# Intro to Data Science
## Part V. - Text Mining

### Table of contents
- #### Text Mining
    - <a href="#What-is-Text-Mining?">Theory</a>
    - <a href="#Text-Mining-in-practice">In practice</a>
    - <a href="#a)-Bag-of-words-representation">Vectorizing documents</a>
    - <a href="#b)-Tf-Idf">Normalizing document vectors</a>
    - <a href="#c)-Hashing">Vectorizing large corpus</a>
    - <a href="#3.-Latent-Semantic-Indexing">Topic modelling</a>
    - <a href="#4.-Document-similarity-metrics">Document similarity</a>
- #### ANN
    - <a href="#Neural-Networks">Single layer networks</a>
    - <a href="#Solving-non-linear-problems">Multi layer networks</a>
    

## What is Text Mining?
Text mining or text analytics is the process of extracting quantified features from (un)structured (natural language) texts. Processing unstructured data involves using Natural Language Processing (NLP), statistical modeling and machine learning techniques.

## Why is it important?
80% of the generated data is not available in structured, numerical format (emails, texts, meeting notes, documents, social media feeds). These unstructured data includes images, drawings, videos, voice recordings and unstructured texts.

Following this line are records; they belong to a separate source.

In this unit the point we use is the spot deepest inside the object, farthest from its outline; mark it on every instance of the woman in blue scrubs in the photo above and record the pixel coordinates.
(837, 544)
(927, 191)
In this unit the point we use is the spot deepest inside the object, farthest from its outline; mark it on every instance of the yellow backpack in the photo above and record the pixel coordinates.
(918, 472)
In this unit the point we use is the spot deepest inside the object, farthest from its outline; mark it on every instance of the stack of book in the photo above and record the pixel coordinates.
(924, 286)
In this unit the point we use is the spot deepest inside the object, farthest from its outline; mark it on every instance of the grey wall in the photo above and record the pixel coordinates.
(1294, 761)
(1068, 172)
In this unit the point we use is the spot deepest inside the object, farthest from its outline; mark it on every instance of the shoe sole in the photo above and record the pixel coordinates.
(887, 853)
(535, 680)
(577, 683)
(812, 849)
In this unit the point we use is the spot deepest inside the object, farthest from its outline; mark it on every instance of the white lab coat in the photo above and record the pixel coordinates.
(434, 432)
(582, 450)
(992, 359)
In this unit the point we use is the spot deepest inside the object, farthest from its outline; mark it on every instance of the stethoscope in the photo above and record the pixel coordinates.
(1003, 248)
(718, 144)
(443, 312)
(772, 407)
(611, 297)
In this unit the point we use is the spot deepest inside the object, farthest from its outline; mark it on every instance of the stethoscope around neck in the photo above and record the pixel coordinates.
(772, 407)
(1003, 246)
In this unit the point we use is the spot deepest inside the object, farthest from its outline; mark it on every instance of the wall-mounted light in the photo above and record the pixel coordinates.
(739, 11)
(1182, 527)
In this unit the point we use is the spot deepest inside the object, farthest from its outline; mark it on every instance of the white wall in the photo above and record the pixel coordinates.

These data can be described with their meta data (length, topic, category, etc.) but transforming them into structured data is important to access the more detailed information stored in such data sources. Voice recordings, videos and drawings can also be transcribed into unstructured texts so they can be processing as textual data. 
Most common use cases are:

- document similarity computation
- document deduplication
- document clustering
- topic extraction
- sentiment analysis
- automated annotation
- text filtering
- text classification

## Tools
- NLP tools
    - tokenization
    - stemming
    - part-of-speech (POS) tagging
    - stop word filtering
    - bag-of-words representation
    - tf-idf transformation
- Other tools
    - Word2Vec representation
    - hashing
    - cosine/jaccard/levenshtein/etc similarity computation
    - matrix factorization
    - etc

In [None]:
%matplotlib inline
import matplotlib.pyplot as plt
import seaborn as sns

import numpy as np
import scipy.sparse as sp
import pandas as pd

from sklearn.pipeline import Pipeline
from sklearn.model_selection import train_test_split
from sklearn.metrics import accuracy_score

## Text Mining in practice

### 1. Read and examine data

Examining unstructured data is the key to proper preprocessing.  
The collection of texts is called __`corpus`__.

In [None]:
with open('./data/SMSSpamCollection', 'rb') as spamfile:
    corpus = [line.decode('utf-8').strip() for line in spamfile]
len(corpus)

In [None]:
for text in corpus[:5]:
    print(text)

We can see that the data is in TSV format, read it accordingly.

In [None]:
corpus = pd.read_csv('./data/SMSSpamCollection', sep='\t', names=['label', 'message'])

In [None]:
corpus.groupby('label').describe()

In [None]:
corpus['length'] = corpus.message.str.len()
corpus.head()

In [None]:
corpus['wordcount'] = corpus.message.str.split().str.len()
corpus.head()

In [None]:
corpus.length.plot(bins=20, kind='hist');

In [None]:
corpus.length.describe()

910 long sms???

In [None]:
corpus.loc[corpus.length > 900, 'message'].values

Is there a difference between spam and ham messages?

In [None]:
corpus[['length', 'label']].hist(bins=50, by='label', sharex=True);

Why not try a simple predictor?

In [None]:
from sklearn.naive_bayes import MultinomialNB

In [None]:
splitted = train_test_split(corpus.length.values[:, np.newaxis], # we need a matrix, not a vector
                            corpus.label.values,
                            test_size=.25,
                            random_state=42)
X_train, X_test, y_train, y_test = splitted

In [None]:
pipe = Pipeline([('nb', MultinomialNB())])
pipe.fit(X_train, y_train)

In [None]:
accuracy_score(y_test, pipe.predict(X_test))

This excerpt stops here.